Service Trip to Indian Reservation Results in Life Lessons

Published

Fifteen student members of Nebraska Wesleyan’s Global Service Learning organization traveled to Rosebud Indian Reservation during their recent winter break hoping to help its residents clean, sort, and organize a thrift store.

That task was accomplished. Perhaps their bigger accomplishment was the life lessons they brought back to Lincoln.

“We got in return much more than we gave,” said senior Erin Kinberg.

The group spent one week on the Indian reservation located in south central South Dakota, just across the Nebraska state line.

They purposely planned a winter break close to home not knowing the experience would be so foreign.

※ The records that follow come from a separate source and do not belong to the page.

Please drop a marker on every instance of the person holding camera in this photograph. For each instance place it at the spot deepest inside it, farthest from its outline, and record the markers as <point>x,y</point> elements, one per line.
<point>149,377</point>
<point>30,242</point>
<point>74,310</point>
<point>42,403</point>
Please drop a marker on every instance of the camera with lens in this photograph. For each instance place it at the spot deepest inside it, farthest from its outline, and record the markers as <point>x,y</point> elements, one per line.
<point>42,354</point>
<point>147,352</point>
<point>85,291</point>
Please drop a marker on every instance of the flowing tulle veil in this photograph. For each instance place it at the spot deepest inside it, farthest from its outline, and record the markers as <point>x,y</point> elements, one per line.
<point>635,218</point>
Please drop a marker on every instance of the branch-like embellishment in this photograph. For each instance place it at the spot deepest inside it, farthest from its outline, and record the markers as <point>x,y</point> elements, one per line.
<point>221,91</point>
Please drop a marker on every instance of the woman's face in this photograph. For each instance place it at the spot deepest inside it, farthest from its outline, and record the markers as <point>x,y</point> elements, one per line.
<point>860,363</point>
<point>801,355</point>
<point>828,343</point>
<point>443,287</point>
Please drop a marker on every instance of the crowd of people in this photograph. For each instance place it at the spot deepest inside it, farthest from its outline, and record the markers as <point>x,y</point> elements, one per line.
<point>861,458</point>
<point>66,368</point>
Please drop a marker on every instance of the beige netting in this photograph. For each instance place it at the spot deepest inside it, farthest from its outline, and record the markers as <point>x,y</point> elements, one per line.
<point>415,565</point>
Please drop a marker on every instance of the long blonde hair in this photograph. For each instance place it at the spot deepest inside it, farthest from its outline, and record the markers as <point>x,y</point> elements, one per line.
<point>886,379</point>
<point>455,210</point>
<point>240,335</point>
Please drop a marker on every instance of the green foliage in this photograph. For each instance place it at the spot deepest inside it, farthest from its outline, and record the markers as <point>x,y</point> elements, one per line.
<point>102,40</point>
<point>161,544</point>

The students saw poverty firsthand — 97 percent of the reservation lives below the poverty line. The average lifespan of their residents is 51 years and the high school dropout rate is 70 percent.

They witnessed problems with alcoholism and homelessness, and heard stories of astounding suicide rates — some of the highest in the country.

They watched residents pay $1 to eat one of their only warm meals of the day at a local welcome center and shop for used clothes. They talked to a local woman concerned the high school prom would be cancelled because the high school girls did not have access to nice dresses.

“We have huge problems but we’re strong capable people who need a little help,” one elderly woman told the group.

The social problems were troubling but NWU students found hope.

“They are not all drunk and desolate,” said Kelli Wood, service learning and global service learning coordinator who along with two professors accompanied students on the service trip. “Within themselves they are trying to make a difference.”

The group met several local heroes who are working with high school students, hosting camps and trying to make that difference.

“The Lakota people love to talk and tell stories,” said Kinberg. “They taught us about life…about the importance of taking the time to listen, live life in the present, to forgive.”

“They shared with us how everything is connected and how we are all a part of God’s earth,” Kinberg continued.

When the students left Rosebud, they said they felt grateful for the experience. And upon their return to Lincoln, they asked their fellow students and faculty and members of the community for clothing donations to give to the Rosebud Indian Reservation.

That call resulted in 115 bags of clothes, 157 pairs of shoes, 300 pairs of pants, 131 prom dresses and eight sleeping bags that will help a few more homeless people avoid frostbite.

“The prom will go on,” said Kinberg.